Date of Conferral
Raymond M. Panas
An increase in cellular inflammatory biomarkers directly increases the risk of cardiovascular disease (CVD). Using the social ecological and biomedical theories, the study examined quantitatively how specific inflammatory biomarkers are associated with cardiorenal syndrome (CRS), a potential complication of hypertension and diabetes, and how sociodemographic factors modify this association in the U.S. adult population.

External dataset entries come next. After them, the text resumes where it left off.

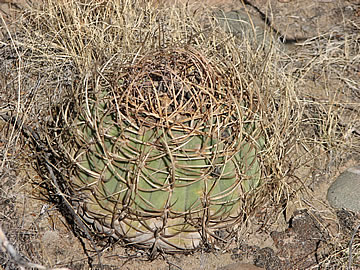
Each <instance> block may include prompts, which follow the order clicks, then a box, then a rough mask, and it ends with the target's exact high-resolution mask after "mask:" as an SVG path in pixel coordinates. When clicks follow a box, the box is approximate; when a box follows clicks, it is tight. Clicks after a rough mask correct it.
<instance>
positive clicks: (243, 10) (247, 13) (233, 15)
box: [214, 9, 274, 45]
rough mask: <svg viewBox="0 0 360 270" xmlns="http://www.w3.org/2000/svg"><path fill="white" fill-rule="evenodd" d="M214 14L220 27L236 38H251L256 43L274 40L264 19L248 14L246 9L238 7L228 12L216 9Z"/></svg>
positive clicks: (266, 44)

A retrospective secondary data analysis of the data collected from National Health and Nutrition Examination Survey (NHANES) 1999-2010 was utilized to evaluate these hypotheses. High sensitivity C-reactive protein, homocysteine (hcy), and fibrinogen had a modifying effect on Type 4 (chronic reno-cardiac etiology), Type 2 CRS (chronic cardio-renal etiology), and a significant additive effect on CRS even after controlling for known CVD and Chronic Kidney Disease (CKD) risk factors. For Type 4 CRS, the adjusted Odds Ratio of CVD in individuals with CKD was elevated, 2.29 (Confidence Interval [CI] 1.17-3.64, p < 0.05), among individuals with elevated hcy levels but close to 1.0 (0.65 CI 0.28-1.53, p > 0.05) among patients with normal hcy after the results were controlled for medical and demographic risk factors. Finally, race modified the effect of inflammatory markers on CRS. Out of all the biomarkers, income only modified the effect of hcy on CRS. Education level modified the effect of every inflammatory marker on CRS. While Ferritin-to-Transferrin ratio (F/T ratio) had a non-significant additive effect, due to the lack of adequate subjects, the modifying effect of F/T ratio could not be tested. This study can help initiate social change by urging healthcare professionals to monitor these biomarkers as a part of preventing hypertension, diabetes, and CRS.